Mi emoción fue reemplazada rápidamente por tristeza. Vivía a unas dos horas al norte de la casa de mis padres ya casi ocho horas de la ciudad de Nueva York. ¿Adónde iría esto?? Aun así, empezamos a enviar mensajes. Después de unas semanas, pasamos al teléfono. La primera noche que escuché su voz fue cuando estaba con amigos, bebiendo en uno de sus bares locales. "Dame diez minutos, solo quiero oírte hablar", dijo. Hablamos durante casi dos horas.

A medida que se acercaban las vacaciones de Navidad, hablábamos más y más. Habíamos decidido encontrarnos, aunque fuera solo por una hora. Tomamos la decisión democrática de reunirnos en un centro comercial a una hora de los dos.

Una vez que llegué al centro comercial desconocido, estaba temblando. Pero cuando vi a Garrett caminando hacia mí con su radiante sonrisa y una hermosa chaqueta de cuero, me tranquilicé. Era tan guapo y tan encantador como me lo había imaginado. (¡Hurra! ¡No me engañaron!) Pasamos casi cuatro horas juntos. Entró por un beso, y supe que estaba enamorada.

Solo había un problema: ¿Cómo nos veríamos alguna vez? Vivíamos tan lejos ya larga distancia, como hemos visto una y otra vez, nunca funciona. Pero Garrett estaba decidido. Me dijo que me tomara un fin de semana libre a fines de enero porque había comprado un boleto de avión para venir a verme. Su viaje coincidió con una de las tormentas de nieve más peligrosas del año, y terminamos nevados la mayor parte del tiempo que estuvo aquí. Nos escapamos para ver El fantasma de la ópera, y mientras tomábamos copas de prosecco, me pidió que fuera su novio.

Durante los siguientes nueve meses, con innumerables viajes de ida y vuelta y muchas Sky Miles adquiridas, discutimos nuestro futuro.

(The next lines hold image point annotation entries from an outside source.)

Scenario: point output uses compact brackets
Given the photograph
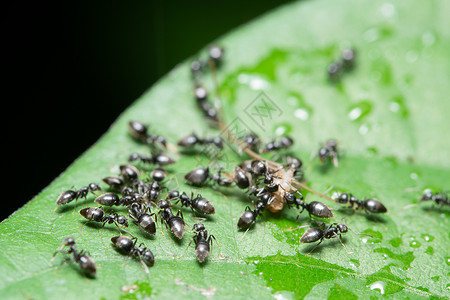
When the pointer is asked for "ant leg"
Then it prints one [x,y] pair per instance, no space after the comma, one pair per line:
[193,238]
[321,240]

Solo nos veíamos cada mes más o menos, y cuando lo hacíamos era el sentimiento más mágico del mundo. Entonces, cuando Garrett se graduó de la universidad, decidió mudarse a Nueva York conmigo.

Hoy, Garrett y yo hemos celebrado un año juntos, y en ese año me ha enseñado a soltarme, a vivir vida al máximo y, lo que es más importante, arriesgarse en algo, incluso si no sabe cómo funcionará afuera.